Characterization of phage-host interaction features

BiMat modularity analysis

To characterize large scale features of the infection network we use the BiMat MatLab package22 as described in5,6,90. Modularity was quantified using the leading eigenvector method, with a Kernighan-Lin tuning step performed after module detection, and nestedness was quantified using overlap and decreasing fill (NODF). Statistical significance of modularity and nestedness was tested against 1000 random matrices generated using the equiprobable method, preserving the overall matrix connectivity. Modularity values were as follows: Qb value 0.7306, mean 0.4362, std 0.0047, z-score 63.2774, t-score 2001.0077, percentile 100; Qr value 0.9318, mean 0.1004, std 0.0219, z-score 37.9184, t-score 1199.0848, percentile 100. Nestedness values were as follows: Nestedness value: 0.0300, mean 0.0230, std 0.0005, z-score 14.0305, t-score 443.6833, percentile 100. The 248 phages included in the analysis (phageSet248 in Supplementary Data 1) are genome sequenced phages isolated during the Nahant study, excluding cases of duplicate phages purified from the same plaque and excluding duplicate phages purified from different plaques on the same host; the 279 bacteria included in the analyses (baxSet279 in Supplementary Data 1) include all bacterial strains screened in the host range assay for which there was a positive interaction with a phage in phageSet248 (ie. host strains that were assayed but not killed by any phages were not included); these represent 1,436 infections out of a possible set of 69,192 and yield a connectance or fill of 0.021. To facilitate visual comparisons between the matrix of interactions between phages and bacteria with known species assignments (Fig. 2b) and the BiMat results, the representation of the BiMat analysis as shown in the main text (Fig.2a) includes only the subset of interactions between phages in phageSet248 and the 259 bacterial strains (baxSet259) that is the intersection of the 279 bacterial strains (baxSet279) included in the BiMat analysis and the 294 bacterial genomes (baxSet294) for which genomes were available. BiMat module assignments for all phages and hosts are provided in Supplementary Data 1 sheet C.

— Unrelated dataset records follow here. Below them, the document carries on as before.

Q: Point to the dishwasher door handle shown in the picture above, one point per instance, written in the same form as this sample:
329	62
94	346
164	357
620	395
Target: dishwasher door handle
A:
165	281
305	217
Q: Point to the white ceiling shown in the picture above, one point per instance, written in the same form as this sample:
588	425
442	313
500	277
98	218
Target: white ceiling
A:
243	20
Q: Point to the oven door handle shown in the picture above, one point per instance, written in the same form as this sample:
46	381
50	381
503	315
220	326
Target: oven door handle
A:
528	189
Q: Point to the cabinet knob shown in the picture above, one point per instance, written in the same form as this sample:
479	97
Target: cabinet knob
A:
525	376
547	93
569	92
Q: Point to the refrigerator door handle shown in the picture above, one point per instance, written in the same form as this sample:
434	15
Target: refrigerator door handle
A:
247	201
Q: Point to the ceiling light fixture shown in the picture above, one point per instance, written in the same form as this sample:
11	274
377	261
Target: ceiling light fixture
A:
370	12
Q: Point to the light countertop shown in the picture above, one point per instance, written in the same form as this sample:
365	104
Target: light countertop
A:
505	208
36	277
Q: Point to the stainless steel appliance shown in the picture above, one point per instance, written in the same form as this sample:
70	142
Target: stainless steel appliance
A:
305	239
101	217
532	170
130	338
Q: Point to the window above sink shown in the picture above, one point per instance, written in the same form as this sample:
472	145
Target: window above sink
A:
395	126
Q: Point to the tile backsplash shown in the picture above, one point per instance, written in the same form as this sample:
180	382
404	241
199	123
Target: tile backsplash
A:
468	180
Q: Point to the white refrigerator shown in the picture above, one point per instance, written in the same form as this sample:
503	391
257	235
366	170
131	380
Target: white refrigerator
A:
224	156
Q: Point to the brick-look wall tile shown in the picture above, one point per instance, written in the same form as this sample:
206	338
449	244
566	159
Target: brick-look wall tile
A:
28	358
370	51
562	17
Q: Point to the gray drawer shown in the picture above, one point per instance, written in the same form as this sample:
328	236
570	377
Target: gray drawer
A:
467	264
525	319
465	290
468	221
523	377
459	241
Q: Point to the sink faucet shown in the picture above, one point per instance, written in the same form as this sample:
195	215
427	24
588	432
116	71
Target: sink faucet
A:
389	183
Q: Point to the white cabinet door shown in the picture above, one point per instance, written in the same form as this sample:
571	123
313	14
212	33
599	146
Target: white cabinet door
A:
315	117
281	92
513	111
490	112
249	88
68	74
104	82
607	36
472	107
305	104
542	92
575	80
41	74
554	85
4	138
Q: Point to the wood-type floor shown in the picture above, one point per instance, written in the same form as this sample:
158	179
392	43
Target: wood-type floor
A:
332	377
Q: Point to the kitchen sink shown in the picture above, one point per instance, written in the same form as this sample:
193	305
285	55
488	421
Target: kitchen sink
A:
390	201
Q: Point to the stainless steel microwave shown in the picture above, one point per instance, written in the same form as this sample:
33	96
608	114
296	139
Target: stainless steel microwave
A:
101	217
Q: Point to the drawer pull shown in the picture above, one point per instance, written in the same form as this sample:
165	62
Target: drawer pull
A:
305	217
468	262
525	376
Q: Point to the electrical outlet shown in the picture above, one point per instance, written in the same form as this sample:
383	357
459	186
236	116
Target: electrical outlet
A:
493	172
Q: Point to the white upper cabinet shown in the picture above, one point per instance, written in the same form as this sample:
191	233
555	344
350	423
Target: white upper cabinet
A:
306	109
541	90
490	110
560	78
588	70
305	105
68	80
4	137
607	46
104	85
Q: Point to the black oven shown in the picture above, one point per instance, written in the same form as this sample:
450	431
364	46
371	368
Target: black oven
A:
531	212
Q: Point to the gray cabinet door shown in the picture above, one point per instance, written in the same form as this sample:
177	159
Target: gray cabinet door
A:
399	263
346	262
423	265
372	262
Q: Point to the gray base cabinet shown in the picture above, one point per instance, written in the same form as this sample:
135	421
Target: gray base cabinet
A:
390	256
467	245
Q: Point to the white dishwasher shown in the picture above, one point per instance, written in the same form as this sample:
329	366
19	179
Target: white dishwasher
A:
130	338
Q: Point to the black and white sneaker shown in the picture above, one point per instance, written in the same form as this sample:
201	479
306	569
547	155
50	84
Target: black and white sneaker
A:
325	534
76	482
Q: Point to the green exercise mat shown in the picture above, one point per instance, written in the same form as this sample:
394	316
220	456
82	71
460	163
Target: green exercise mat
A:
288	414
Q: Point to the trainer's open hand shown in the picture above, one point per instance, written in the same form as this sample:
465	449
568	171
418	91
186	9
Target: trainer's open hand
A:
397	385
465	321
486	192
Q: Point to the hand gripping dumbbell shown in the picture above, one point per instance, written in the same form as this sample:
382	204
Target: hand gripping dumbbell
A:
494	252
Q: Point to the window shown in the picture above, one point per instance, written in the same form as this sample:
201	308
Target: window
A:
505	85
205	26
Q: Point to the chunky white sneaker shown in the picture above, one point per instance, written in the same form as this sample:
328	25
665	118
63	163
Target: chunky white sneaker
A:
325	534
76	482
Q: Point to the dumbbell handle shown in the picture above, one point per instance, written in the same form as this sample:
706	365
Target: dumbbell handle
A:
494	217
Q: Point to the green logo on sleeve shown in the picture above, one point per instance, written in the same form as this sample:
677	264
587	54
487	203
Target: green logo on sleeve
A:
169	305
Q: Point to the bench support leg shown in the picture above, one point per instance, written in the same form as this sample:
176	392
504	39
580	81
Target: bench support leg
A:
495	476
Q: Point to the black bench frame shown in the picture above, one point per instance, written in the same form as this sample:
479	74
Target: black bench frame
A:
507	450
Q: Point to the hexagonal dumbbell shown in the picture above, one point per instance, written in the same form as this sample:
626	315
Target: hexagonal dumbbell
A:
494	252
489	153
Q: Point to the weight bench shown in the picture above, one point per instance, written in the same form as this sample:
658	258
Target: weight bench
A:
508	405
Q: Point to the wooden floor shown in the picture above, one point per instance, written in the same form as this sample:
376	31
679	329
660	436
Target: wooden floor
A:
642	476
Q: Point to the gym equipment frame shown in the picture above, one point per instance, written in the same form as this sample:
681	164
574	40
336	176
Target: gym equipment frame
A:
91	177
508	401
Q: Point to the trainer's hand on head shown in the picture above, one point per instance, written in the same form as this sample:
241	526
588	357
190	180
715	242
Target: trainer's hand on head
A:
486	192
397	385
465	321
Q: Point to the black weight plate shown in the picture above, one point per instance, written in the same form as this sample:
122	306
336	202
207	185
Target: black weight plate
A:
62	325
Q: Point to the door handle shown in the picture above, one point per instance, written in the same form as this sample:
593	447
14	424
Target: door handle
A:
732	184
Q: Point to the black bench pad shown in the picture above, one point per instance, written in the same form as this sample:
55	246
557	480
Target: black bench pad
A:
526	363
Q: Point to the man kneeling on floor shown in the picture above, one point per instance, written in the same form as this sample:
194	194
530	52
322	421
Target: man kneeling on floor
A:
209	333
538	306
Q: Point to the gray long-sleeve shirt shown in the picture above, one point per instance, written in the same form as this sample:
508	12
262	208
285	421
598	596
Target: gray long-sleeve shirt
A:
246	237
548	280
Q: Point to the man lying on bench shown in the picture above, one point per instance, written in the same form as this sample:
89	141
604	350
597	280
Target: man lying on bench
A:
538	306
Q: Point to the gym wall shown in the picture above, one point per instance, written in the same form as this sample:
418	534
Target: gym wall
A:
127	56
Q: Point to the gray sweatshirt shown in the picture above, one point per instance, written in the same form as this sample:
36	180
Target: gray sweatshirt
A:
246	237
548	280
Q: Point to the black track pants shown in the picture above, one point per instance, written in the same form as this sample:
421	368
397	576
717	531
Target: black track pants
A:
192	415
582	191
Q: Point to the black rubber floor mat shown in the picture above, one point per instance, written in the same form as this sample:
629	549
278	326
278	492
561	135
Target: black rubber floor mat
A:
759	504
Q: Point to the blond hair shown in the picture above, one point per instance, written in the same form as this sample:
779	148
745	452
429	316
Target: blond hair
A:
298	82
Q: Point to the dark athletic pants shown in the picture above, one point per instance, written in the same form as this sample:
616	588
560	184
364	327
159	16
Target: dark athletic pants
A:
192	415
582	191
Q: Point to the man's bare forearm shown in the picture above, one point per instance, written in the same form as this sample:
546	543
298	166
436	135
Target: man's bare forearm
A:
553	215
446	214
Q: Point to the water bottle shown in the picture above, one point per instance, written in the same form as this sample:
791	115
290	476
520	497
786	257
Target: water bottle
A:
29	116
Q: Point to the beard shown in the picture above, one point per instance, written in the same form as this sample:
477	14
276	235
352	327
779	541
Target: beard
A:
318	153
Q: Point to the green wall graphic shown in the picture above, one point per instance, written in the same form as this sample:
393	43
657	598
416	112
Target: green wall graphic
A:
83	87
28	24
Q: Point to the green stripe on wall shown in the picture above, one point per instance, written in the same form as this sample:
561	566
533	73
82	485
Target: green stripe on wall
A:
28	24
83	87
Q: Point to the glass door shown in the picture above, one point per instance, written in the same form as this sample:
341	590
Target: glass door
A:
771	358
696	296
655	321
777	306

Average nucleotide identity

FastANI v.1.32 was used to determine average nucleotide identity (ANI) for phages and hosts as follows. For phages, run parameters were: kmer size of 16, fragment length of 100, minimum fraction of shorter genome coverage of 75% (fastANI -kmer 16 -fragLen 100 -minFraction 0.75 -matrix -ql $genomesPathsList -rl $genomesPathsList -o phageSet248_k16fL100Frax75.fastani.out). For bacteria, run parameters were: kmer size of 16, fragment length of 3000, minimum fraction of shorter genome coverage of 50% (fastANI -kmer 16 -fragLen 3000 -minFraction 0.5 -matrix -ql $genomesPathsList -rl $genomesPathsList -o baxSet294_k16fL3000Frax50.fastani.out). Results of ANI analyses are provided in Supplementary Data 1.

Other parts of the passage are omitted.